第13話

「レイガン」

  キイラは呆然と呟いた。

「どうして」

「どうして?」

  レイガンは顔を顰め、左手首を掲げて見せた。そこにはこれまでに出会った二人が身につけていたのと同じ、銀のブレスレットが鈍い光を放っていた。

「〈狩人〉は『上級魔術師三名』と説明したはずだ。私がここにいて何がおかしい」

「ありえない。師匠が〈狩人〉の任に就くなんて」

「一級神官らは認めた」

「他の二人は、あなたが眠らせたの」

「なんのことだ」

  レイガンは平坦に応じた。

「いったいあなたは……」とキイラは言いかけ、すぐに「どいて」と厳しい語調で告げた。レイガンの目的がなんであれ、キイラは出口に辿り着かなくてはならない。
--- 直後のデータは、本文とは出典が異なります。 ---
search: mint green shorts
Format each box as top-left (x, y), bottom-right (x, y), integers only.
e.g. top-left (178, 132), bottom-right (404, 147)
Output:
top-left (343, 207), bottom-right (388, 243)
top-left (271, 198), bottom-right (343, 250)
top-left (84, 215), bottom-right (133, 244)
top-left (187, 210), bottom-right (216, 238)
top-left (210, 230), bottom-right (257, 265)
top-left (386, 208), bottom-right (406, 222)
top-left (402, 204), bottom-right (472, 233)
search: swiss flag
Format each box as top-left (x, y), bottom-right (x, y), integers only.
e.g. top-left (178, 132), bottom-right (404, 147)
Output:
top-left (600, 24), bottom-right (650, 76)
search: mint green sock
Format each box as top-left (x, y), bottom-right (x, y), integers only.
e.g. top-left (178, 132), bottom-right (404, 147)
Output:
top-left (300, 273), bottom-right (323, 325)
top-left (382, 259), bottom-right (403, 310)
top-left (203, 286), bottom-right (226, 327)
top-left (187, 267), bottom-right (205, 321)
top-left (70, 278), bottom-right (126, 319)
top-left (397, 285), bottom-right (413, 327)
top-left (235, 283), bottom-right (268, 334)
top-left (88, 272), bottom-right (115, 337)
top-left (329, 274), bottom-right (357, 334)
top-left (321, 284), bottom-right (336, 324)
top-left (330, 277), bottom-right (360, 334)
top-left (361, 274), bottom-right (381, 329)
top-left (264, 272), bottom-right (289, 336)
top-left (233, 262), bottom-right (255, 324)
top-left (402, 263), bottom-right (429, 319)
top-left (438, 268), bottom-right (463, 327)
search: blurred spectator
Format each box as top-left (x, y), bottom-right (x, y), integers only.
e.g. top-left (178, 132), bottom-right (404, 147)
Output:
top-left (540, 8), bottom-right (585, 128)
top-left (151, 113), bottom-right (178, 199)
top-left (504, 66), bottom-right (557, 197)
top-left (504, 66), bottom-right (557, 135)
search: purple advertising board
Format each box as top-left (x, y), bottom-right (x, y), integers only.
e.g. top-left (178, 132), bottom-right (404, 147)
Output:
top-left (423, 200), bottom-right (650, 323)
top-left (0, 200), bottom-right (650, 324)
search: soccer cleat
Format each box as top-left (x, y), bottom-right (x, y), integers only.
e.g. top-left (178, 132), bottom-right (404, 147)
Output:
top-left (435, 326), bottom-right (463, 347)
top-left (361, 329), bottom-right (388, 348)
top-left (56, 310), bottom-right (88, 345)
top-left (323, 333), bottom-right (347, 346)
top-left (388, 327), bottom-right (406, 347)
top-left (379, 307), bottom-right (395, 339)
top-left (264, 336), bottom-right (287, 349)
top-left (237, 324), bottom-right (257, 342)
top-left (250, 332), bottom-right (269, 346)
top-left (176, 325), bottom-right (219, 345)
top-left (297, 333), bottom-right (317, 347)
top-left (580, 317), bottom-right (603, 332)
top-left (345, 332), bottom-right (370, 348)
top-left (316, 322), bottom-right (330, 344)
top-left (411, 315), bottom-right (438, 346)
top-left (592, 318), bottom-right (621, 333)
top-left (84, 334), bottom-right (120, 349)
「〈狩人〉として、それはできない。これは私の評価にもかかわるんでね。上級魔術師の名誉にかけてここは通さん。きみの師だからと言って手加減する気もない」

  子どもに言い聞かせるように淡々と説明するその姿に、キイラは髪の毛が逆立つような怒りを覚えた。キイラの全身を取り巻いて押しとどめていた理性の糸が、高い音を立てて千切れていった。どうして邪魔をするの。あなたが!

「丁度いいわ」

  激情を押し殺し、キイラは呟いた。

「一度堂々とぶん殴ってやりたいと思ってたの」

「やれるものなら」

  レイガンはそこで初めて微笑した。彼が片目を瞑ると、彼の姿は光の屈折の中に掻き消えた。次の瞬間、キイラに爆発的な光と音とが襲いかかった。かつて彼女が思い上がっていたころ彼の部屋で味わった、荒れ狂う海にも似た猛々しい青の奔流だった。今のキイラには対抗するすべがある。キイラは素早く呪文を唱え、光り輝く風の衣で身を守った。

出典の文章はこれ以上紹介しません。